In B2B commerce, the commercial pain of your buyer losing ITC is far more damaging than the statutory penalty. Large corporate buyers actively freeze payments to vendors who fail to provide valid e-invoices.

For execution support, see the GST Return Filing service.

Frequently asked questions

What is the current turnover threshold for mandatory GST e-invoicing?

As of FY 2025-26, e-invoicing is mandatory for any registered person whose aggregate pan-India turnover exceeded ₹5 crore in any financial year from 2017-18 onwards.

Who is entirely exempt from generating e-invoices?

Banks, financial institutions, NBFCs, insurance companies, Goods Transport Agencies (GTAs) supplying road transport, passenger transport services, multiplex cinemas, and Special Economic Zone (SEZ) units are exempt regardless of turnover. (SEZ developers are NOT exempt.)

Do I need to generate an e-invoice for B2C sales?

No. Currently, e-invoicing applies only to B2B supplies, exports, SEZ supplies, and related debit/credit notes. B2C (Business-to-Consumer) transactions are out of scope for IRN generation.

How long do I have to cancel an incorrect IRN?

You can cancel an Invoice Reference Number (IRN) on the IRP within 24 hours of its generation, provided an e-way bill hasn't been generated for it. After 24 hours, you must issue a credit note.

Is there a time limit to report an invoice to the IRP?

Yes. For taxpayers with turnover exceeding ₹100 crore, invoices must be reported to the IRP within 30 days of the invoice date. Always verify the latest GSTN advisories as this compliance window is frequently updated.

What happens if I don't generate an e-invoice when I'm supposed to?

An invoice issued without an IRN and QR code (when applicable) is legally invalid. Your buyer will be denied Input Tax Credit (ITC), and you face a penalty under Section 122 of ₹10,000 or the tax evaded, whichever is higher.

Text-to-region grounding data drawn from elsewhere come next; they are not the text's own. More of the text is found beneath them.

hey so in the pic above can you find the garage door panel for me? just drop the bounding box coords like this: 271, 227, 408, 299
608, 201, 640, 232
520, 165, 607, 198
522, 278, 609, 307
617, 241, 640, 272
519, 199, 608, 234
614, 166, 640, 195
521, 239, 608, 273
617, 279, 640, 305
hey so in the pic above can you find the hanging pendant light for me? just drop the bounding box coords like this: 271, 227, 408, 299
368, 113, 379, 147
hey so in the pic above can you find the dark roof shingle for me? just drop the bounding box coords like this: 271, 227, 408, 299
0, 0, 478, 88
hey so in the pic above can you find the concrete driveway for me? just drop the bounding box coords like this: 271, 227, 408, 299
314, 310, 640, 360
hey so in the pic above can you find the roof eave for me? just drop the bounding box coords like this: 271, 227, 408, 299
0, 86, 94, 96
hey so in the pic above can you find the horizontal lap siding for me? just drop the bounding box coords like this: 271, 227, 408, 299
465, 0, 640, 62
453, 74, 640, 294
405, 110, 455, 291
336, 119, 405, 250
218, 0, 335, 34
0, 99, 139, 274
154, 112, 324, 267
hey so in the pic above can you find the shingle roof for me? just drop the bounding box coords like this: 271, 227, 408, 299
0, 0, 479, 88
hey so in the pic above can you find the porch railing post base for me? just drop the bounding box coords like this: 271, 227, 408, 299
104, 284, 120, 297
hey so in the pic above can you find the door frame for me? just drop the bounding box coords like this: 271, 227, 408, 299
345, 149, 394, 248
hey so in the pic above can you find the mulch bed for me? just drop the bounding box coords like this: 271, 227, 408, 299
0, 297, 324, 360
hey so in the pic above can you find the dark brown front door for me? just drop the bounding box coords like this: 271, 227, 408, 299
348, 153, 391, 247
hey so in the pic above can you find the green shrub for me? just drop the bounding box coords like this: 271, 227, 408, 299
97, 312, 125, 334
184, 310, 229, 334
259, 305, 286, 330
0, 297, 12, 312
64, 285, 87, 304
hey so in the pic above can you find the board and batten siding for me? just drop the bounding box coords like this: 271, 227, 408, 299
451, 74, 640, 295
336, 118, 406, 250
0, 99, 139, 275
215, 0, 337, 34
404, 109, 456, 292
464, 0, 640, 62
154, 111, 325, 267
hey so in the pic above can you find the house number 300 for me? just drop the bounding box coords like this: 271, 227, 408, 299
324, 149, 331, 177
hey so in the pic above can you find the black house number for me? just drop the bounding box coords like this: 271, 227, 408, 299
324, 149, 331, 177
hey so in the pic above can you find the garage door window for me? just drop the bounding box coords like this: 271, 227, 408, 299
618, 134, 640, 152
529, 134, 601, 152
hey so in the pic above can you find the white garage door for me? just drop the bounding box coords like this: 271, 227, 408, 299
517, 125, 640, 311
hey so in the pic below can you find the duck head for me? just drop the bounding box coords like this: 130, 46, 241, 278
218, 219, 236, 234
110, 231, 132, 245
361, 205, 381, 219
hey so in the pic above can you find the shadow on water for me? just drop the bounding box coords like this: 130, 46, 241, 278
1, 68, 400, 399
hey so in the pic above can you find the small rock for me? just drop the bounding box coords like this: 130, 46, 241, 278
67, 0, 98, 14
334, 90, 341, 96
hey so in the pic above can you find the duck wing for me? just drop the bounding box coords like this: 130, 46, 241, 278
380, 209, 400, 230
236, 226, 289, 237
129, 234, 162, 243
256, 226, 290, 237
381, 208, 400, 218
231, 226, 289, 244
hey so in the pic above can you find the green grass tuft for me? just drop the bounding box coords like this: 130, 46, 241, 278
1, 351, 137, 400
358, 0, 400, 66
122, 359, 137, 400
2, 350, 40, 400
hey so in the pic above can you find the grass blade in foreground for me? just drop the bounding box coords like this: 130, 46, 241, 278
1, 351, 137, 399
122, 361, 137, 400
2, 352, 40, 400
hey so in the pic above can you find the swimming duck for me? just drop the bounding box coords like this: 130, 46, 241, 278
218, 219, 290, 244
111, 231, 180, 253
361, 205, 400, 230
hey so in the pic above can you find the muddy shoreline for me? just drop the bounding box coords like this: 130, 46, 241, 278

Can I use any Invoice Registration Portal (IRP)?

Yes. The Government has authorised six multi-IRP portals. You can generate your IRN through the primary NIC portal (einvoice1) or any of the approved private-sector IRPs (einvoice3, einvoice4, etc.).

Does e-invoicing auto-populate my GST returns?

Yes. Once an IRN is generated, the IRP automatically pushes the data to the GST portal to auto-populate your GSTR-1, and pushes it to your buyer's GSTR-2B, streamlining ITC matching.